Ki-Adi looked up, surprised, then frowned as he placed the datapad carefully on the desk.  “Who are you?  How did you get in here?” 

“My name is Jayke Ekole, I’m a Master and I need to talk to you about Obi-Wan Kenobi.” 

 

Sarane walked back and forth across the small, cramped living room like a caged beast.  Obi-Wan, curled up in Jayke’s old armchair, watched him for a time before speaking in a weary voice. 

“You’re making me tired watching you.  It does no good to pace, you know.  These things take time.” 

Sarane looked at him, expressionless, as he turned at the end of his repetitive pacing.  “You’ll have to excuse me for my lack of faith.  I’m not really accustomed to putting my fate into the hands of a Jedi.  It isn’t a matter of trust, before you say anything.  It’s a matter of habit and training.  Sith don’t generally trust Jedi, its rather outside the job specifications.” 

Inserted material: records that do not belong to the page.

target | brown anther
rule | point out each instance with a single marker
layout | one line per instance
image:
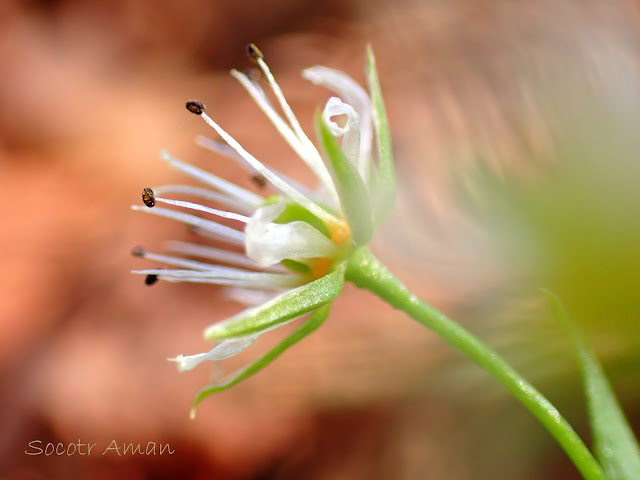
(254, 52)
(195, 107)
(138, 251)
(254, 74)
(259, 180)
(148, 197)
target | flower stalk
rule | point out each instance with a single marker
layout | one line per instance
(365, 271)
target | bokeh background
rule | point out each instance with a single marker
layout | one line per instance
(515, 129)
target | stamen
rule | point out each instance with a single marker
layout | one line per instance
(195, 107)
(259, 180)
(183, 262)
(283, 186)
(227, 151)
(319, 266)
(220, 232)
(148, 197)
(217, 255)
(228, 276)
(254, 52)
(202, 208)
(206, 194)
(306, 151)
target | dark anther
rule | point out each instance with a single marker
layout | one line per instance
(254, 52)
(259, 180)
(138, 252)
(148, 197)
(195, 106)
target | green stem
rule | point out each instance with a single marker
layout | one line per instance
(366, 271)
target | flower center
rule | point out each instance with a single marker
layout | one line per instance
(339, 231)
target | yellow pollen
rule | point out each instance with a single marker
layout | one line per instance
(339, 231)
(319, 266)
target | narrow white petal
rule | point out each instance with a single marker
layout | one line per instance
(249, 198)
(268, 243)
(278, 182)
(225, 349)
(221, 232)
(206, 194)
(202, 208)
(350, 133)
(356, 96)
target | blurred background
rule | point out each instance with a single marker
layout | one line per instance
(515, 129)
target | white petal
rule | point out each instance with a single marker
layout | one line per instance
(350, 132)
(225, 349)
(268, 243)
(353, 94)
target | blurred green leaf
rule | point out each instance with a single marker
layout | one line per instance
(290, 304)
(310, 325)
(614, 443)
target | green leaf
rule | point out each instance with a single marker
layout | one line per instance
(310, 325)
(613, 441)
(290, 304)
(352, 191)
(385, 191)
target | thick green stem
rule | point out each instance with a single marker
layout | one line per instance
(365, 271)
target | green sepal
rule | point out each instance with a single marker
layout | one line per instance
(351, 188)
(290, 304)
(310, 325)
(385, 181)
(614, 444)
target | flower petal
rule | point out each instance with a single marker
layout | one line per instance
(268, 243)
(350, 133)
(225, 349)
(354, 196)
(353, 94)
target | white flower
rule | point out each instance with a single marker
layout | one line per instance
(300, 236)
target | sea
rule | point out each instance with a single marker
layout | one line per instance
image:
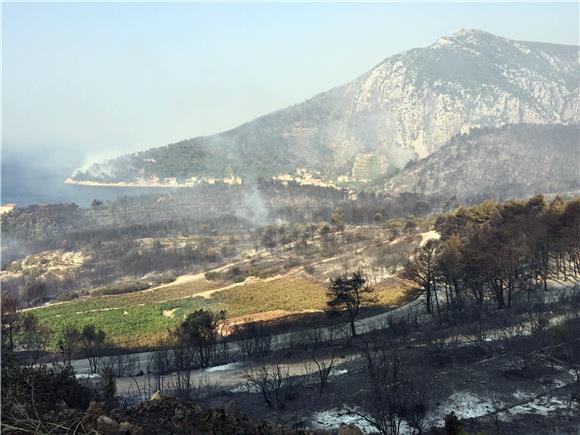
(31, 179)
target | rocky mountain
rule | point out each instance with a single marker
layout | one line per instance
(510, 161)
(406, 107)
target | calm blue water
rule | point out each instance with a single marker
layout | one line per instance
(28, 181)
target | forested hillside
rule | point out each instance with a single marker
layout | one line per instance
(512, 161)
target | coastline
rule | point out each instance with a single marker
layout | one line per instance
(72, 182)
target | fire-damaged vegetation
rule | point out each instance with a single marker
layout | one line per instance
(484, 337)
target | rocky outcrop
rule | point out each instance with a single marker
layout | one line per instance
(406, 107)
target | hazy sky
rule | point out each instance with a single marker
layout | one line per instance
(114, 77)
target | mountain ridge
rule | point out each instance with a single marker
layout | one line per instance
(406, 107)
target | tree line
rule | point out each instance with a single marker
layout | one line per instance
(498, 252)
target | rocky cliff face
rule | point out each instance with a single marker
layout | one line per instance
(511, 161)
(406, 107)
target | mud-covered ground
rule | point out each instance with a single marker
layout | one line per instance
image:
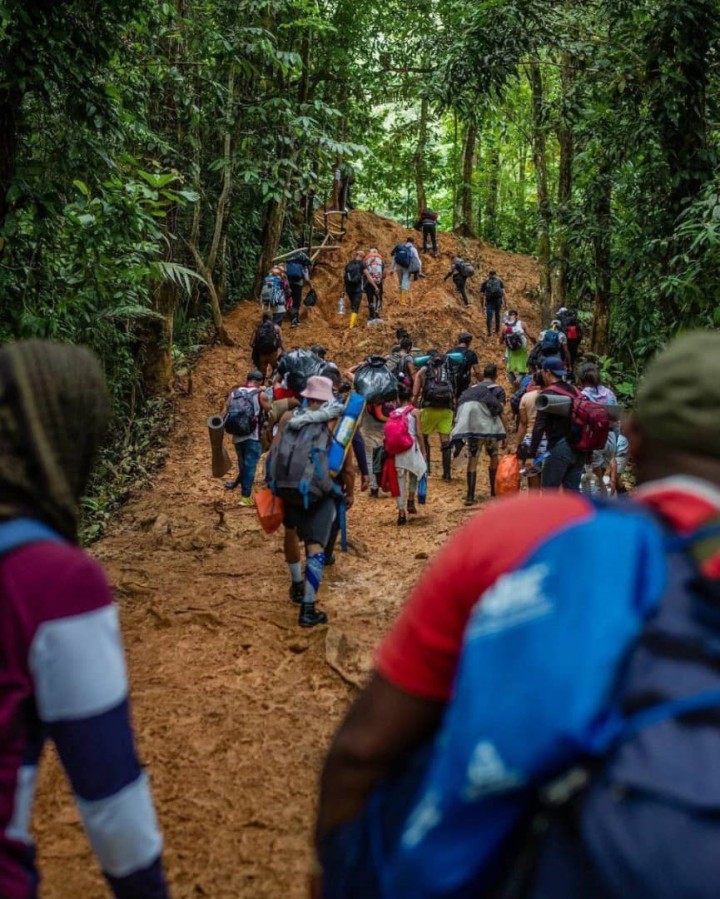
(233, 703)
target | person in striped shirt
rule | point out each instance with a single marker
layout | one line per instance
(62, 665)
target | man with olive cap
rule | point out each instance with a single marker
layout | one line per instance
(248, 402)
(646, 815)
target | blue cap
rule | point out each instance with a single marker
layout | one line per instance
(555, 365)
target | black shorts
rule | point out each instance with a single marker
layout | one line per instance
(314, 523)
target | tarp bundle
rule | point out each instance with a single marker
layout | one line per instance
(374, 380)
(299, 365)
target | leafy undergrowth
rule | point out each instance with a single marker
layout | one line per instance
(126, 466)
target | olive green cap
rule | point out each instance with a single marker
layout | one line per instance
(678, 402)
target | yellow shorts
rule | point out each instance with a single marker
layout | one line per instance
(436, 421)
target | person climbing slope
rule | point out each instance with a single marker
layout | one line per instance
(243, 413)
(428, 222)
(493, 291)
(405, 459)
(464, 371)
(515, 338)
(61, 654)
(433, 389)
(298, 274)
(374, 277)
(275, 294)
(406, 261)
(614, 608)
(480, 423)
(298, 474)
(354, 282)
(266, 346)
(460, 271)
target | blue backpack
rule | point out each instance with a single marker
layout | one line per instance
(550, 345)
(402, 254)
(21, 531)
(637, 639)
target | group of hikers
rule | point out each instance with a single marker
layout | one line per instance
(364, 275)
(414, 403)
(542, 717)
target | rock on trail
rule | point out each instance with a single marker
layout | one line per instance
(233, 703)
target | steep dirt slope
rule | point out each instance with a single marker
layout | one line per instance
(234, 704)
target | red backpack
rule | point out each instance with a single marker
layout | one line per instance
(398, 438)
(589, 425)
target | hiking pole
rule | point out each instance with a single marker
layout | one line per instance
(342, 514)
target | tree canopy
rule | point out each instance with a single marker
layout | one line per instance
(155, 157)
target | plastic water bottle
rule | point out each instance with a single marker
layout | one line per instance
(422, 490)
(589, 483)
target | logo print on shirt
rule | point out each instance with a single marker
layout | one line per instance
(514, 599)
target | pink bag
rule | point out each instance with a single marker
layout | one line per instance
(398, 438)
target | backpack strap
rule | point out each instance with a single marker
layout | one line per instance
(22, 531)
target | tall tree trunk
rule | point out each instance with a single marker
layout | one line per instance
(602, 213)
(520, 211)
(565, 180)
(537, 104)
(271, 231)
(491, 197)
(206, 267)
(480, 165)
(466, 196)
(9, 114)
(420, 157)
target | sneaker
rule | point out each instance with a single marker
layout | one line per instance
(297, 592)
(310, 617)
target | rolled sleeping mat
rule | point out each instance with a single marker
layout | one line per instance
(560, 405)
(557, 405)
(221, 461)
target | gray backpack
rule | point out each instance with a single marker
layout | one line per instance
(299, 468)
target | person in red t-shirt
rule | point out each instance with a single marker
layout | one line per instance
(675, 443)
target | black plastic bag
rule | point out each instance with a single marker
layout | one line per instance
(375, 381)
(299, 365)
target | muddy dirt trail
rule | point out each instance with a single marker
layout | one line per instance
(233, 703)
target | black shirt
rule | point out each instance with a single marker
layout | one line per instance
(463, 370)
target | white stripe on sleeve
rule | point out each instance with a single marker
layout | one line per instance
(78, 665)
(122, 829)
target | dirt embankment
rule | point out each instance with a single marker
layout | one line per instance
(233, 703)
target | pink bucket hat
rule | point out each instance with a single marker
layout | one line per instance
(319, 388)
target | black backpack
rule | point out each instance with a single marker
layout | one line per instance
(550, 345)
(570, 326)
(353, 273)
(266, 338)
(439, 388)
(493, 289)
(242, 418)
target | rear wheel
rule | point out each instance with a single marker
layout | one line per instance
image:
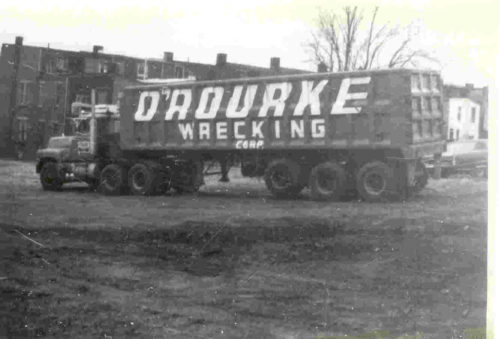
(50, 178)
(421, 177)
(282, 178)
(141, 180)
(373, 181)
(113, 180)
(327, 181)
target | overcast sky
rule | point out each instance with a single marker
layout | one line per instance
(462, 33)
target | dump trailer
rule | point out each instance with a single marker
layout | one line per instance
(358, 133)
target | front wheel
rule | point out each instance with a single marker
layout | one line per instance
(113, 180)
(373, 181)
(141, 180)
(282, 178)
(50, 178)
(328, 181)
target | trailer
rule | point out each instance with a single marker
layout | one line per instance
(362, 133)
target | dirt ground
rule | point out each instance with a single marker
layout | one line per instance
(232, 262)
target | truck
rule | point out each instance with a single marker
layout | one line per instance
(360, 133)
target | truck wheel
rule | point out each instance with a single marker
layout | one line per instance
(373, 181)
(50, 178)
(142, 180)
(282, 178)
(421, 177)
(327, 181)
(113, 180)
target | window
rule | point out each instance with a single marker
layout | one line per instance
(416, 105)
(426, 82)
(50, 67)
(43, 94)
(179, 72)
(142, 69)
(102, 97)
(480, 146)
(60, 93)
(434, 82)
(120, 68)
(415, 82)
(61, 64)
(22, 129)
(26, 92)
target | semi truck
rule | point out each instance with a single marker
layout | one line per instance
(363, 133)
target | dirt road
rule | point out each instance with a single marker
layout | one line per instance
(232, 262)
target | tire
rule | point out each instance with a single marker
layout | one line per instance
(142, 180)
(113, 180)
(282, 178)
(327, 181)
(373, 182)
(480, 172)
(188, 177)
(50, 178)
(422, 178)
(93, 184)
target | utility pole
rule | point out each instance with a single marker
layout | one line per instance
(13, 92)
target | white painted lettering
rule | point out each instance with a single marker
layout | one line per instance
(318, 128)
(204, 130)
(139, 114)
(297, 128)
(277, 130)
(278, 103)
(257, 129)
(186, 131)
(201, 111)
(232, 107)
(237, 134)
(310, 97)
(221, 130)
(338, 107)
(180, 109)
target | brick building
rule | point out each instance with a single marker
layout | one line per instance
(39, 85)
(467, 112)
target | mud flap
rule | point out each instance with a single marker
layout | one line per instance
(403, 171)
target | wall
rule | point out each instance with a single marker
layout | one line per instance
(461, 124)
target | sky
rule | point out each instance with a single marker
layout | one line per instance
(463, 34)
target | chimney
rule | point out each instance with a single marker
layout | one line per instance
(168, 57)
(221, 59)
(96, 49)
(19, 40)
(275, 64)
(322, 68)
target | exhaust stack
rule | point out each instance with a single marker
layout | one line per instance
(93, 125)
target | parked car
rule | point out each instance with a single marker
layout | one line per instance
(463, 156)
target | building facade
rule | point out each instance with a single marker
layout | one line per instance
(467, 110)
(40, 87)
(463, 119)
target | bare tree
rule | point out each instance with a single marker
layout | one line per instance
(343, 44)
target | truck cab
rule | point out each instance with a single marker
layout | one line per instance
(78, 157)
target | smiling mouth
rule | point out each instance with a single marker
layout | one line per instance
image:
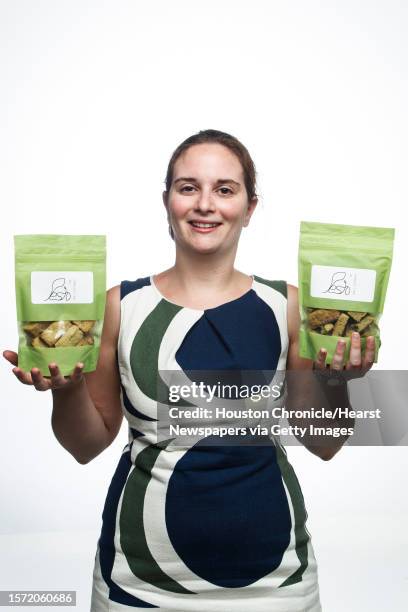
(203, 225)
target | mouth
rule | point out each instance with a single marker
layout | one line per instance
(202, 227)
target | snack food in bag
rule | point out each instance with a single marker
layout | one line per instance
(60, 299)
(343, 278)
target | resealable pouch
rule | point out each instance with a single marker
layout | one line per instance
(60, 299)
(343, 279)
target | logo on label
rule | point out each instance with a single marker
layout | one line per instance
(59, 287)
(338, 284)
(59, 292)
(350, 284)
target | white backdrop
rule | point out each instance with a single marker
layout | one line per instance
(95, 96)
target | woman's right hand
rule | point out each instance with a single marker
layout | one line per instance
(42, 383)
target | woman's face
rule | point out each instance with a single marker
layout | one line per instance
(208, 187)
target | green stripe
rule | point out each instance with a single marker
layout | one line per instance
(280, 286)
(299, 510)
(144, 354)
(132, 531)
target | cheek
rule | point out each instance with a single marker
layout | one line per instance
(178, 207)
(233, 213)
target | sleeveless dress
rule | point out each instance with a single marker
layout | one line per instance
(205, 528)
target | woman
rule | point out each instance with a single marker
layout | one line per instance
(206, 528)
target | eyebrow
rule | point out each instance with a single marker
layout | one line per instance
(191, 179)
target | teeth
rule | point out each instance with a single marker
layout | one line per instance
(204, 224)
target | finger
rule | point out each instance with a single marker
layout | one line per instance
(24, 377)
(320, 363)
(11, 356)
(369, 354)
(338, 357)
(76, 375)
(39, 381)
(57, 379)
(355, 352)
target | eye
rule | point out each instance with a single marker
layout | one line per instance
(226, 189)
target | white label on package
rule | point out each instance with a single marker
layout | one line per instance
(338, 283)
(62, 287)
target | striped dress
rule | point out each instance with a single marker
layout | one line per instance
(201, 528)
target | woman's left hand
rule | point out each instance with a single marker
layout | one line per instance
(357, 366)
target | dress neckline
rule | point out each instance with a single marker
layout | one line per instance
(153, 284)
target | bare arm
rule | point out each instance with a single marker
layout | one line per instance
(87, 414)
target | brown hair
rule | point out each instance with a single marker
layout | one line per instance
(232, 143)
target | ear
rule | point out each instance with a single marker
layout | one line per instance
(251, 207)
(164, 196)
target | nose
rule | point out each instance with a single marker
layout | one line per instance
(204, 202)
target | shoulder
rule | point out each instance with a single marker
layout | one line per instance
(293, 311)
(278, 285)
(112, 312)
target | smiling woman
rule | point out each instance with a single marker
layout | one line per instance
(214, 525)
(220, 523)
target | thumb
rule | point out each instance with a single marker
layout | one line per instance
(11, 356)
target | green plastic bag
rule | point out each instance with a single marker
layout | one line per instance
(343, 278)
(60, 299)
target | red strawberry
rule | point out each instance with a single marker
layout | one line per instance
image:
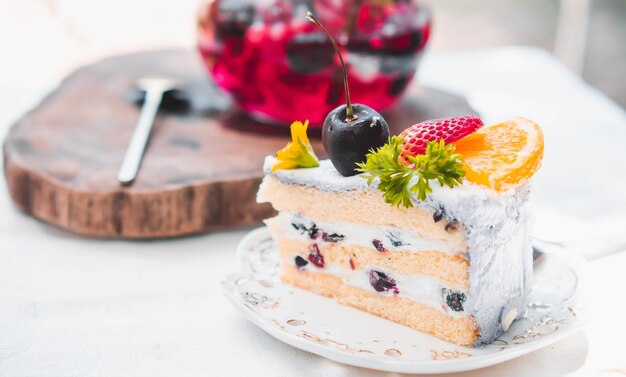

Obi-Wan had to smile – Sarane’s voice was rich with a very human sarcasm.  It was very similar to the way Qui-Gon used to respond to bureaucrats who’d annoyed him and covered a host of concerns.  “If you’ll forgive me for saying what you don’t wish to hear, I trust Jayke with my life.” 

“Yes, but you’re trusting him with mine, too.  That makes me just a little . .” 

At that moment the door slid open, spilling white light across the dimly lit room and both men turned, and froze.  Four figures moved inside.  They were Jedi, three unfamiliar human males and one familiar figure in the shape of Ki-Adi Mundi.  They were all carrying lightsabers. 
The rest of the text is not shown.